No mais, relatou que a intervenção da GNR foi no sentido de tentar que os dois se entendessem, mais relatando que, já com o pai no local, este quis levar a criança consigo, a qual não se opunha, mas que a arguida não deixou, tendo nesse momento havido a necessidade de separar os pais, e a criança ficado à guarda dos Senhores Militares para que os pais pudessem conversar. Quanto à atuação que referiu de a arguida não ter deixado levar a criança, ocorrida já na presença dos Senhores Militares, referiu que esta abraçou o ofendido e a criança no sentido de não os deixar sair do local, não tendo assistido a agressões, e confirmando que tanto ofendido como arguida encontravam-se exaltados.

Por fim, confirmou integralmente o auto de notícia junto aos autos, por si elaborado.

Por seu turno, temos o depoimento do ofendido, N, que de forma escorreita referiu-se aos factos em causa como tendo decorrido de uma discordância em levar a menina, na sequência da qual a arguida lhe teria dado um soco na cara no lado esquerdo. Concretizando disse: quando chegou falou com a arguida e, aliás na presença da criança, que culminou numa discussão, designadamente quanto aos convívios com a filha; relatou que acabou por dizer à arguida que era o seu fim de semana e que disse para lhe dizer adeus, tendo a arguida agredido o ofendido, puxado a perna da menina, que estava ao seu colo, e que é neste momento que a criança faz, nas suas palavras (emocionando-se ao relatar o sucedido), xixi e cocó no seu braço, referindo, de seguida, uma segunda agressão, mencionando já a presença de outra pessoa.
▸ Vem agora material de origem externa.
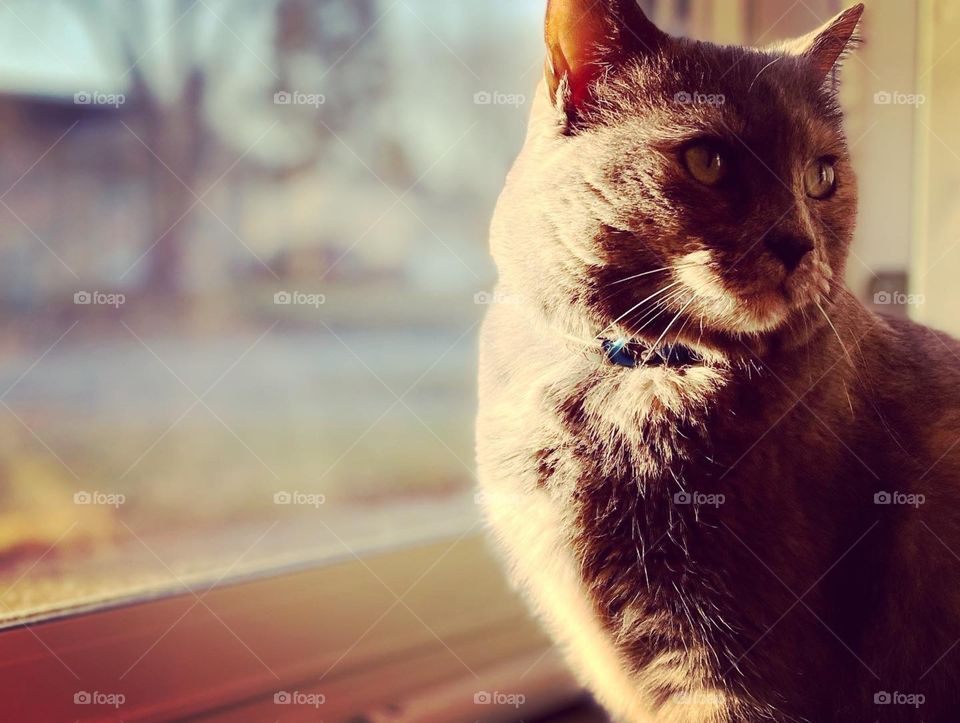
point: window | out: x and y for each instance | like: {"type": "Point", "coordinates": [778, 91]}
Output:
{"type": "Point", "coordinates": [242, 267]}
{"type": "Point", "coordinates": [242, 273]}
Relatou ter no entremeio saído do local para ir limpar a menina a casa de um senhor que ali apareceu.

Neste momento do seu depoimento, concretizou ter sido atingido pela arguida com o braço direito na sua face esquerda, após o que denotou hesitação no relato do sucedido posteriormente a tal ocorrência, sem prejuízo de ter referido a segunda agressão e marcas no pescoço, dizendo que teria arranhado ligeiramente a cara, e ficado dorido. Confirmou, acabado por dizer saber que a arguida lhe bateu, com a menina ao colo e outra vez a seguir, negando que lhe tivesse batido, continuando com a criança ao colo, e que ficou, novamente nas suas palavras, muito perturbada.

Da prova produzida e em particular do depoimento das supra aludidas testemunhas, dúvidas não restam que a arguida efetivamente atingiu o ofendido na face esquerda deste.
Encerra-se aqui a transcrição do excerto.